DistributedDataParallel with autograd.grad


I am using a loss function that contains the gradient of the output w.r.t. to the input of the network, which I obtained with autograd.grad.

I am interested in training my model in parallel using the DistributedDataParallel container. However, as one WARNING in the doc page mentions, DistributedDataParallel does not support autograd.grad. If I understand correctly, this is because local model parameters (not the one averaged across devices) will be used if I use autograd.grad after the forward call. Of course, this is incorrect.

Looking into the implementation of DistributedDataParallel, I found the method _sync_params is called at the beginning of the forward method to sync params across devices. My question is:

Is it OK for me to call _sync_params once more before I use autograd.grad to compute the gradient of the output w.r.t. to the input and then use it in my loss function? In such, the gradient computation will use the averaged parameters. Is there any caveats?

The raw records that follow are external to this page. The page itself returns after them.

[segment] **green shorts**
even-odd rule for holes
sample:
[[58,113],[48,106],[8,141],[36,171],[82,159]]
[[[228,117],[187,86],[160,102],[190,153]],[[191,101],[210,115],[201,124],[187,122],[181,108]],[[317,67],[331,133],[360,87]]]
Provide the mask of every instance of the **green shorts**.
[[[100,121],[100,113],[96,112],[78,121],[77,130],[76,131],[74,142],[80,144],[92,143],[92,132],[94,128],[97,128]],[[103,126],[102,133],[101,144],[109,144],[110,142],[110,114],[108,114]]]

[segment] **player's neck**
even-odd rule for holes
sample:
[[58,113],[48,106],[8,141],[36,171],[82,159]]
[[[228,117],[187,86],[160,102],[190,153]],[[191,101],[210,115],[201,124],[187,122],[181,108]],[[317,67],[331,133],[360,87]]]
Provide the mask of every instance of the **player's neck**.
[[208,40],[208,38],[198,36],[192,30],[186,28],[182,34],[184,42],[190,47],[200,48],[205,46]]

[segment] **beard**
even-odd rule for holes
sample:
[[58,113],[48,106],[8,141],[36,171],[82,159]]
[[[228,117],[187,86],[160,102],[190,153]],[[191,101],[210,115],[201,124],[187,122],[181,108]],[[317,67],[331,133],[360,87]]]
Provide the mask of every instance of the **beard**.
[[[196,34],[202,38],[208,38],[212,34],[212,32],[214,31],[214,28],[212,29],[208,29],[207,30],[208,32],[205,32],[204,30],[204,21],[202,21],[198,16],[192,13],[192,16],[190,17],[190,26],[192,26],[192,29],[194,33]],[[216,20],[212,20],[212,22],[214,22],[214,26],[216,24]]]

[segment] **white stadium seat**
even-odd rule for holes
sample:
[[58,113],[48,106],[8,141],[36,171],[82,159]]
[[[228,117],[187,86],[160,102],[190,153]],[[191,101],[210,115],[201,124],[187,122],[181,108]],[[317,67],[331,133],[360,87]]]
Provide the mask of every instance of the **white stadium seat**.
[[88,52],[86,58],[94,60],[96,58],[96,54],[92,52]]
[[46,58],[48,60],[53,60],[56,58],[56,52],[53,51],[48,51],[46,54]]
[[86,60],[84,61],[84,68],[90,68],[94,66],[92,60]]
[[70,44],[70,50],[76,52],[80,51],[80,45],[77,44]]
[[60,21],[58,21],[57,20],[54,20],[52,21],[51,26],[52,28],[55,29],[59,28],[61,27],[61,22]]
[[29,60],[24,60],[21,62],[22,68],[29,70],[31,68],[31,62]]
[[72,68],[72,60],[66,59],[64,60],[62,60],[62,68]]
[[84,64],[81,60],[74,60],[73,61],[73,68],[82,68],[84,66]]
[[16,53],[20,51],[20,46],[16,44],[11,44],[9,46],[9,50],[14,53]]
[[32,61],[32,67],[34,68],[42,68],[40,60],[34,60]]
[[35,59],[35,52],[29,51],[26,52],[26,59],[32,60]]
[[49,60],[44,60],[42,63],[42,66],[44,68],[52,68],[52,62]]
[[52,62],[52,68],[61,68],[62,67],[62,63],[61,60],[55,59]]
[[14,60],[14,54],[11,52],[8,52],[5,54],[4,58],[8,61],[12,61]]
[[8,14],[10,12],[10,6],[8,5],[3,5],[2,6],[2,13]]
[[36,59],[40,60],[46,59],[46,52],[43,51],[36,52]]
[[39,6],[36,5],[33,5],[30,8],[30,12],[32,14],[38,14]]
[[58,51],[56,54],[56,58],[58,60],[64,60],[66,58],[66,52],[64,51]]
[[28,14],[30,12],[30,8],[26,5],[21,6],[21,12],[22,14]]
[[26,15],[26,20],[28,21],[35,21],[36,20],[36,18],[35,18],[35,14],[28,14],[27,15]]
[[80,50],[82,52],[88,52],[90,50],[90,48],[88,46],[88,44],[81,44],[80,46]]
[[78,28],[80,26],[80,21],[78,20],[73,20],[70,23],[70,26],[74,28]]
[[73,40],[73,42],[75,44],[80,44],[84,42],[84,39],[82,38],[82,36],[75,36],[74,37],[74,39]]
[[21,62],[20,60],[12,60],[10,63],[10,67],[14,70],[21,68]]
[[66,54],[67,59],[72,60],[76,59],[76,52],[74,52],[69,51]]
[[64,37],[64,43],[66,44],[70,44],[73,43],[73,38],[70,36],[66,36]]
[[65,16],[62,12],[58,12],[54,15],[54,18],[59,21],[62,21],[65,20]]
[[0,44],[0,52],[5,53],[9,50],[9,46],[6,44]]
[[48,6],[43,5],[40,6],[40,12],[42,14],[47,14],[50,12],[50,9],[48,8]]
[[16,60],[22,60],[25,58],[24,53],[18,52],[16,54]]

The problem here is that DistributedDataParallel performs gradient averaging across processes by hooking into the AccumulateGrad function. This allows for performing averaging for the last most gradients while autograd is still running.

Would it be possible for you to first compute the initial loss, call autograd.backward instead of autograd.grad, and have it accumulate the first order gradients in the model parameters? Then you could detach those and compute something else before letting the optimizer do its thing. If not, then you’ll have to perform your own averaging, I think.